Eigentlich nicht. Aber irgendwie war das immer schon so in meiner Karriere. Die Musik hat eben für sich gesprochen. Der Rest lief über Mundpropaganda. Ich musste noch nicht einmal auf Twitter rumerzählen, dass ich der Beste bin, oder irgendwelche verrückten Sachen auf Instagram posten. Das gibt es heutzutage eigentlich gar nicht mehr.

Du bist der erste erfolgreiche Westcoast-Rapper seit einer ganzen Weile. Im Gegensatz zu befreundeten Künstlern wie Snoop oder The Game nimmst du in deiner Musik allerdings so gut wie nie Bezug auf deine Heimat. Warum ist das so?
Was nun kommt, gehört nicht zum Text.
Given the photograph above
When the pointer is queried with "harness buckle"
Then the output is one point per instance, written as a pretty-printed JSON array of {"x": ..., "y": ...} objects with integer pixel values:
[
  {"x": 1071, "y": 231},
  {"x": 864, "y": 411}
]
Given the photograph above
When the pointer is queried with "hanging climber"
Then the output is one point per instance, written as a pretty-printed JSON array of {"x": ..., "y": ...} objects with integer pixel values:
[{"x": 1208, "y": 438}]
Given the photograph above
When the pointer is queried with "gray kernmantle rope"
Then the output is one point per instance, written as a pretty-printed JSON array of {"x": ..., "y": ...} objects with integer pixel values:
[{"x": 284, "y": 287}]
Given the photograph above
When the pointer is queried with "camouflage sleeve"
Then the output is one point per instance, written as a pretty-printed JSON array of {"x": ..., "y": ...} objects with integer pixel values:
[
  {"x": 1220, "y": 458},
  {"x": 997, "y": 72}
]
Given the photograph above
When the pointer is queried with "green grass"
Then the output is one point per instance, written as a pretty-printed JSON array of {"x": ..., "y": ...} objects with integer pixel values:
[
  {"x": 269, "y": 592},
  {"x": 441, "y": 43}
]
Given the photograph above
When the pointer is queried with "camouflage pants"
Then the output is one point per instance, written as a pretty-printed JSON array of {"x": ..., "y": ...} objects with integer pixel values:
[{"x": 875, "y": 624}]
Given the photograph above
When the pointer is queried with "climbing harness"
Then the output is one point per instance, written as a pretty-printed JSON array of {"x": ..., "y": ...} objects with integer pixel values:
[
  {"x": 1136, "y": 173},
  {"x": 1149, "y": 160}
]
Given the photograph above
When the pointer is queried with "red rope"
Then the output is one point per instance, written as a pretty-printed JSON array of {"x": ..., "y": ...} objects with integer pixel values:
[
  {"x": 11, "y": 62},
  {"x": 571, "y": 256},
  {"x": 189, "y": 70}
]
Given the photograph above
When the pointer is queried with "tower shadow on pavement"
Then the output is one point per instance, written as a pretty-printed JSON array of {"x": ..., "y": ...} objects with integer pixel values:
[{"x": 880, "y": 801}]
Keine Ahnung. Ich bin Los Angeles durch und durch. Das ist meine Stadt, meine Welt, mein Leben. Aber das muss ich nicht unbedingt wie eine Fahne vor mir hertragen. Zwischen den Zeilen steckt es in meinen Raps, und wer sich ein wenig auskennt, wird es heraushören. Ich möchte auch nicht so viel über andere Generationen oder andere aktuelle Rapper aus Los Angeles sprechen.

Wieso nicht?

In dieser Stadt hocken alle eng aufeinander. Jeder kennt jemanden, der jemanden aus einer Gang kennt. Auch wenn man nicht direkt bei den Bloods oder Crips (die größten Straßengangs in Los Angeles, Anm.) ist, wir alle sind maximal eine Ecke von dieser Welt entfernt. Da werden Bemerkungen schnell missverstanden und ehe du dich versiehst, wird aus einer Rap-Streiterei ein echtes Problem.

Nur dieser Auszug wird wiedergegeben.